I think that’s what they meant by seeing through a glass darkly. When we observe a situation, our perspective is clouded by our own ego, our own expectations, our own values and opinions. We aren’t really seeing what is true, we are seeing a reality we have created for ourselves. Think about when you look out a window, especially in the evening when it’s getting dark. You can see through the glass, but the glass also acts like a mirror. Not only are we seeing what is on the other side of the glass, we are also seeing a reflection of ourselves superimposed on what we are looking at. We have trained our eyes to ignore the reflection and focus on what’s on the other side, but the reflection is still there, and our minds still see it.

Have you ever tried to take a photograph of something framed in glass? We see the picture or artwork clearly, but when you look at the photograph you took, you can see a reflection of yourself taking the picture, or other objects that were around you at the time the picture was taken. You didn’t see it when you were taking the picture, but it’s plain as day when you look at the photo when it’s printed out.

This is how we look at life. And the way life looks at us. Our attention is so focused on what we think we are looking at, we aren’t noticing the part of ourselves that we are superimposing on the situation. Sometimes we are looking with such intent at what we are looking that we completely miss the fact that life is trying to teach us what not to do. We don’t tend to see our own faults. Sometimes it takes another person’s situation or observation to make us recognize the things that we do the same way. Only then can we be aware enough to change them.

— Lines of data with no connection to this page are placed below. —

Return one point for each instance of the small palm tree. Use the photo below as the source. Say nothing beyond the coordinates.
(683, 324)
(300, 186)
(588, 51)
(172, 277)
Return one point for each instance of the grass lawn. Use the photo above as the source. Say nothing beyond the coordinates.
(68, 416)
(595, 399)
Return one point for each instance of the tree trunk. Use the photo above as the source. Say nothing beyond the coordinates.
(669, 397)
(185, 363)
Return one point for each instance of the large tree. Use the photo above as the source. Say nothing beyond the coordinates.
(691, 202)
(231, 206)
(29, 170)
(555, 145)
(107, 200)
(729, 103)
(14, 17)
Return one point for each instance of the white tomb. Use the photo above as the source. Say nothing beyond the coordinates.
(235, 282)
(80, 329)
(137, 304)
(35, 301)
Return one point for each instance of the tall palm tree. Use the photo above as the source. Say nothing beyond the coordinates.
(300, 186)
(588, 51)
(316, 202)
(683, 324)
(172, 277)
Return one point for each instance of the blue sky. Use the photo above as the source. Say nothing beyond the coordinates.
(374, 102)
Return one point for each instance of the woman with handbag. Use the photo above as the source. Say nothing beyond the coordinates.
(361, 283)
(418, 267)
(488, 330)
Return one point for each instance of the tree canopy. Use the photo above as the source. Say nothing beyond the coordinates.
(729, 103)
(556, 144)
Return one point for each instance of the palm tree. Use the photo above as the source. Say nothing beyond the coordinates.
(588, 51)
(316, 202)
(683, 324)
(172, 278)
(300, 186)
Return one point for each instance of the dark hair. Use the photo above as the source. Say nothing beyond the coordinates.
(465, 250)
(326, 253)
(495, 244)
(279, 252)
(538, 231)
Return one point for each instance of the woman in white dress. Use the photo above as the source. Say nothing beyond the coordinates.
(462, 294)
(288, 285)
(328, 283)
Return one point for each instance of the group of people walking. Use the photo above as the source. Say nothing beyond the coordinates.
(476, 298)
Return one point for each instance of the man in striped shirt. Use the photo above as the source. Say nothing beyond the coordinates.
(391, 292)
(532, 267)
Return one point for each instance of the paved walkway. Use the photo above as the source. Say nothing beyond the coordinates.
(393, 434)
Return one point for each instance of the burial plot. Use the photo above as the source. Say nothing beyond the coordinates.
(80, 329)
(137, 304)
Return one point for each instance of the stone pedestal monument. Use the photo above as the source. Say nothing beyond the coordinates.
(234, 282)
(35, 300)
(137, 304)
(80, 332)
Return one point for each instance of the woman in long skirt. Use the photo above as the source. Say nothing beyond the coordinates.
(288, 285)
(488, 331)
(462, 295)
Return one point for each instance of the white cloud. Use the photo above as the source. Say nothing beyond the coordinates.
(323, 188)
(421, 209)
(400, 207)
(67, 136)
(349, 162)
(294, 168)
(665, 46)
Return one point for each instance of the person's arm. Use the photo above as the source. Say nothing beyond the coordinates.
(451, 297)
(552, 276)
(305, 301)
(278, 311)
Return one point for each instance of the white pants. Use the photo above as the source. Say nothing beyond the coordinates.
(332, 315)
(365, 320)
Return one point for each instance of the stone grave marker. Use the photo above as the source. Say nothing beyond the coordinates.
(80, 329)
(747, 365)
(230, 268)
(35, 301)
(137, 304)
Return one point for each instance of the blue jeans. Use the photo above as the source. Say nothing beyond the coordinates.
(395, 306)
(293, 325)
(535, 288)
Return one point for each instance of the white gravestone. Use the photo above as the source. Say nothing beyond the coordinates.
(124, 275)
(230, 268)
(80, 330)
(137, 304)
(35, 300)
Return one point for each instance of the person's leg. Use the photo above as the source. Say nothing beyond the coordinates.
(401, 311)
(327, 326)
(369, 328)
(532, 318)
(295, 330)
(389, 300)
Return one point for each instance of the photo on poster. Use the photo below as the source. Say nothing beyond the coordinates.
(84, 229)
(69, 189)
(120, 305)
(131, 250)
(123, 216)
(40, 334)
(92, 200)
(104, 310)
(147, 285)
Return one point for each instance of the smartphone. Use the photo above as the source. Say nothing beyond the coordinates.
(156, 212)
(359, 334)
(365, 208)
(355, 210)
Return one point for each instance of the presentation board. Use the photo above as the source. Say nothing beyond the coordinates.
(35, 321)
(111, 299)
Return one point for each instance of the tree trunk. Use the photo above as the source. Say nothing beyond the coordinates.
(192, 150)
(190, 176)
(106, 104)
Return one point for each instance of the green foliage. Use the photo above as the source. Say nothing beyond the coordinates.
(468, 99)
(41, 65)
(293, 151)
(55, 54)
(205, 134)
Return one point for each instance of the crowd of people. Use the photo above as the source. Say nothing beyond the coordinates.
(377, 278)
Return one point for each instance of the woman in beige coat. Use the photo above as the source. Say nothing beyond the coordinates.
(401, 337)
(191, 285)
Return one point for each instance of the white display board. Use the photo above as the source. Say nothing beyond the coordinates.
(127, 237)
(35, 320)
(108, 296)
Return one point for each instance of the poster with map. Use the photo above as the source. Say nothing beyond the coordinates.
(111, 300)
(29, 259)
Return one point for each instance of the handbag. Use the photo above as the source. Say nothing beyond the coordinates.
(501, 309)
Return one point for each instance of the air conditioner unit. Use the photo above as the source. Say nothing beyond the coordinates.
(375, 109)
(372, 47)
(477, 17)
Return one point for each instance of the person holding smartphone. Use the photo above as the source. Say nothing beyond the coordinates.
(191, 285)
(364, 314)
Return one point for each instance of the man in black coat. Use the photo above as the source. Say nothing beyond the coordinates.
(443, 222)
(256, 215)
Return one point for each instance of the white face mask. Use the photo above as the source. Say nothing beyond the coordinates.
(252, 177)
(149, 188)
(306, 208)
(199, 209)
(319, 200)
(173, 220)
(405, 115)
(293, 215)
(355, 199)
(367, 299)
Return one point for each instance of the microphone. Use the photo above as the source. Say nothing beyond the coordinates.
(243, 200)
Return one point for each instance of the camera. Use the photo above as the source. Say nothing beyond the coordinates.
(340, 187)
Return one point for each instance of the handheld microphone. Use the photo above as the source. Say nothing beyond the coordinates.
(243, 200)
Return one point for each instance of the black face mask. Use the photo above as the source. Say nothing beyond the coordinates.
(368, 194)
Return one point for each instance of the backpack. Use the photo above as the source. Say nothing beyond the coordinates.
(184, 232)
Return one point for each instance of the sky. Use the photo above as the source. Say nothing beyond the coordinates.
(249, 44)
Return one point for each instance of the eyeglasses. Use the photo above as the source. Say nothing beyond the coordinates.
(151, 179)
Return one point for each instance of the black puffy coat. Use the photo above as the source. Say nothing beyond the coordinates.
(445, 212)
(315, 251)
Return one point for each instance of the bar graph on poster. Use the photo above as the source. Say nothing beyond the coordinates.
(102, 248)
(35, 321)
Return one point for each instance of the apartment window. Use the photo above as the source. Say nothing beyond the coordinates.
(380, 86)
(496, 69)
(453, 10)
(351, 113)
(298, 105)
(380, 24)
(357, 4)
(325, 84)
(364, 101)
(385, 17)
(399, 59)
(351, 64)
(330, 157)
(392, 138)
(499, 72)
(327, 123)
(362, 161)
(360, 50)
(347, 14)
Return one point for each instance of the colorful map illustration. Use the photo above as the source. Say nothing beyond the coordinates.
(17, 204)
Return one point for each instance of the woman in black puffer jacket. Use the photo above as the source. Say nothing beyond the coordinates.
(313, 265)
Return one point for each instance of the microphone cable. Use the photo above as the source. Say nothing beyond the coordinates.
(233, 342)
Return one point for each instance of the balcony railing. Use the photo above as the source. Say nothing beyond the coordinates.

So if you find someone annoying you, think about what it is they are doing that is getting on your nerves. Are they being pushy? Think about what ways you may have acted that that is causing such a vivid reaction to their actions. Maybe they are that way because they have let others push them around in the past. Maybe you did too. Are they being passive-aggressive? In what ways might you be passive-aggressive, or appear that way to others?

These are just examples. It can be a real smack in the face when we realize the unexpected and far-reaching impact of our actions. It may not always be that we actually acted that way, but it might be something we are doing that causes people to see us that way. Or maybe we really act that way, and we just don’t realize what other people are seeing in us. Either way, our sub-conscious mind is sensitive to it – sensitive enough to trigger a reaction in us. Our objective mind can see things more clearly than our subjective thoughts, and it’s trying to get our attention.

Life has a way of showing and teaching us what we need to know, and sometimes it comes to us in unexpected ways. It’s up to us to pay attention and learn from these things. So pay attention! More importantly, don’t take things personally. Each of our actions is our own responsibility, and when we take on responsibility for others’ actions by getting angry, worried or upset, we are only causing harm to ourselves. It isn’t the other person’s fault that we react the way we do. It is our choice to react that way, and we can choose to react differently.

When you see something you don’t like in others, recognize that reflection of yourself in the situation. Take the time to understand why you are choosing to feel the way you do, then react with love, and thank them for the valuable lessons they have taught you! Use the situation to make positive changes in your experience, and the experiences of those around you.


For now we see through a mirror darkly; but then face to face. Now I know in part; but then I shall know even as also I am known (I Corinthians 13:12).